Continuity Insert? N
My Reprint: N/A
Inbound References (2): showBen Urich, Eduardo Lobo, Glory Grant, Harriet Rose Palermo, Harry Osborn, J. Jonah Jameson, Jason Macendale, Joy Mercado, Kristy Watson, Liz Allan, Martha (Aunt May's Boarder), Mary Jane Watson, Nate Lubenski, Normie Osborn, Sophie (Aunt May's Boarder), Spider-Man, Victor Palermo
The first image is repeated midway through the page.
Posted by: Luis Dantas | August 25, 2014 7:24 PM
Thanks, Luis. Fixed.
Posted by: fnord12 | August 25, 2014 7:27 PM
Conway was, I believe, behind an infamous Firestorm annual that was just prose with illustrations. Come to think of it, a couple of Spidey annuals around '87 were just illustrated text as well, like bad Handbooks. Was that also Conway? (I must be thinking of the Web Annual circa '87.)
Posted by: Walter Lawson | August 25, 2014 7:52 PM
So then Aunt May and Uncle Ben go to relax (or to see any traces of their daughter Linda ;p) and Peter is playing with giant enemy crabs? O...K...
Posted by: Ataru320 | August 25, 2014 8:13 PM
The text in 1987's all-pinup Web of Spider-Man annual #3 was by Danny Fingeroth and Roger Stern.
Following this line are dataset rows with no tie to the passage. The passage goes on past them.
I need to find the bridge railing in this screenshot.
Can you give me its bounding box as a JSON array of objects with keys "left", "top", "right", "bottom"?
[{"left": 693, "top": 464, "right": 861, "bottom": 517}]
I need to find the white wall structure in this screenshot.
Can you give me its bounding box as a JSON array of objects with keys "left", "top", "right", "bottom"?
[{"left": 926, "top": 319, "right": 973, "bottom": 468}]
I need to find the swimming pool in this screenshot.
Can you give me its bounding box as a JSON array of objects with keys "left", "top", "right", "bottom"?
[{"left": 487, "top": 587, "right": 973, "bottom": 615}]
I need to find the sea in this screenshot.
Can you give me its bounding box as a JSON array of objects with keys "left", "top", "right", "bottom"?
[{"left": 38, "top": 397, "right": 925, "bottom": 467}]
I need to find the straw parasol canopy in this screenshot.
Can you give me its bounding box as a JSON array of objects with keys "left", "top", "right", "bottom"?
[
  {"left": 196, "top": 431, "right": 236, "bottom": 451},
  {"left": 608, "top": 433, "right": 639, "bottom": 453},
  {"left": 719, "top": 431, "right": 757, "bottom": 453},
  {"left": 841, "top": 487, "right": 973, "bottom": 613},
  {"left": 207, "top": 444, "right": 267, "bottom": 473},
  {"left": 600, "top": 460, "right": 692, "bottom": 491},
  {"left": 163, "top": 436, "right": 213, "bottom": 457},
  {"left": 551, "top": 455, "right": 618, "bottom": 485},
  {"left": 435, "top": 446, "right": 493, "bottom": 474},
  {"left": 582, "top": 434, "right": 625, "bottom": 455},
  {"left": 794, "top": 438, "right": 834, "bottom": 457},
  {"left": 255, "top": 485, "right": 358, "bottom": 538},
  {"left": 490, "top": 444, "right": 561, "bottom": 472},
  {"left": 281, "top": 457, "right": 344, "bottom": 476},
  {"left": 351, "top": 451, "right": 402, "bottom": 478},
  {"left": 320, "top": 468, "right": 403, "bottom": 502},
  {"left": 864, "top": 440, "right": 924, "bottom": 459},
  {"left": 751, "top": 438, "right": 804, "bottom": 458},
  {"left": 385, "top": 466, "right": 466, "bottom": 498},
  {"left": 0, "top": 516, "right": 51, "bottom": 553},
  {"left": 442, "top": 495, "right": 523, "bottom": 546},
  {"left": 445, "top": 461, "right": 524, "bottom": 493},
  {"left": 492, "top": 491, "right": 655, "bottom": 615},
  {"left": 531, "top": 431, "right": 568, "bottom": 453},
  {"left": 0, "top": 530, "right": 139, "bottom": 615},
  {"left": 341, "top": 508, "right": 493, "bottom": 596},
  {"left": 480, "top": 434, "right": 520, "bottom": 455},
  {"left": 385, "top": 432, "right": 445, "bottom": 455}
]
Posted by: fnord12 | August 26, 2014 11:54 AM
Thanks, Fnord. Here's a link to the Conway Firestorm annual, as reviewed in Nobidy's Favorites, http://www.armagideon-time.com/?p=9514
Posted by: Walter Lawson | August 27, 2014 10:01 PM
I guess it's kind of like Doctor Strange: Into Shamballa but while i didn't love that for similar reasons, at least the art was equally experimental and it fit a certain mood. That Firestorm annual really does look like a children's picture book.